Wall Street Terus Menguat, Bursa Eropa Rebound

foto: istimewa

Pasardana.id - Wall Street terus menguat pada Selasa (7/8/2018) terpengaruh positifnya laporan keuangan berbagai emiten dan data ekonomi Amerika Serikat yang terbaru.

Seperti dilaporkan Xinhua, indeks Dow Jones Industrial Average di Bursa Efek New York, AS, naik 126,73 poin, atau sekitar 0,50 persen, menjadi 25.628,91. Indeks S&P 500 meningkat 8,05 poin, atau sekitar 0,28 persen, menjadi 2.858,45. Indeks komposit Nasdaq menguat 23,99 poin, atau sekitar 0,31 persen, menjadi 7.883,66.

Laba kuartal II 2018 emiten Wall Street diperkirakan meningkat 23,5 persen dari periode yang sama tahun lalu. Dari 500 emiten S&P 500 yang telah merilis laporan keuangan sampai 3 Agustus, 78,6 persen melaporkan perolehan laba yang melampaui ekspektasi.

Sementara itu, Departemen Tenaga Kerja AS pada Selasa merilis laporan yang menyebutkan jumlah lowongan pekerjaan pada hari kerja terakhir Juni lalu mencapai 6,7 juta, melampaui ekspektasi. Jumlah perekrutan mencapai 5,7 juta, sedangkan pemecatan mencapai 5,5 juta.

Indeks volatilitas CBOE yang merupakan indikator tingkat kekhawatiran di pasar modal turun 10,52, mencapai level terendah sejak 16 Januari lalu.

Harga emas berjangka di COMEX New York Mercantile Exchange naik seiring melemahnya nilai tukar dolar AS. Harga emas untuk pengiriman Desember 2018 naik 60 sen menjadi US$1.218,3 per ons. Indeks dolar AS turun 0,15 persen menjadi 95,217.

Bursa saham Eropa mengalami rebound pada Selasa terdongkrak peningkatan harga minyak dunia.
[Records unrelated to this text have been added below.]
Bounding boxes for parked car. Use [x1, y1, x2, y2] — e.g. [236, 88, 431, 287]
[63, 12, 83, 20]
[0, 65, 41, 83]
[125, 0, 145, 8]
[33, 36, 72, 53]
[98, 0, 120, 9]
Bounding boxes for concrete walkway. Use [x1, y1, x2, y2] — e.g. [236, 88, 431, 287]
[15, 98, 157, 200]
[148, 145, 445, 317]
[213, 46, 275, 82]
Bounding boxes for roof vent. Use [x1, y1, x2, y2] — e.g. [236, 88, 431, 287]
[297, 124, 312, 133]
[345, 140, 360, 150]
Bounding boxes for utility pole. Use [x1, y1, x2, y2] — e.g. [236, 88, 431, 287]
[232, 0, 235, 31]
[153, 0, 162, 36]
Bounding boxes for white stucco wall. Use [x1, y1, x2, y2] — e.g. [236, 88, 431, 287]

Indeks STOXX 600 Eropa meningkat 0,56 persen menjadi 390,83. Sejauh ini pada 2018, indeks STOXX 600 Eropa naik 0,42 persen.
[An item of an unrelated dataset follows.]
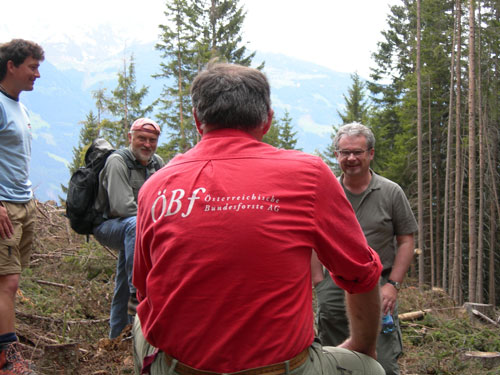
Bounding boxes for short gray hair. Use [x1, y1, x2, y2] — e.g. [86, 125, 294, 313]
[333, 122, 375, 150]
Indeks FTSE 100 di Bursa Efek London, Inggris, naik 54,70 poin, atau sekitar 0,71 persen, menjadi 7.718,48. Indeks Dax 30 di Bursa Efek Frankfurt, Jerman, meningkat 49,98 poin, atau sekitar 0,40 persen, menjadi 12.648,19.

Indeks Ibex 35 di Bolsa de Madrid, Spanyol, menguat 50,10 poin, atau sekitar 0,52 persen, menjadi 9.772,80. Indeks Cac 40 di EuroNext Paris, Perancis, menanjak 44,14 poin, atau sekitar 0,81 persen, menjadi 5.521,31.

Nilai tukar pound sterling terhadap dolar AS berada di kisaran US$1,2946 per pound. Sedangkan terhadap euro, nilai tukar pound turun 0,4 persen menjadi 1,1158 euro per pound yang merupakan nilai tukar terendah sejak Maret lalu.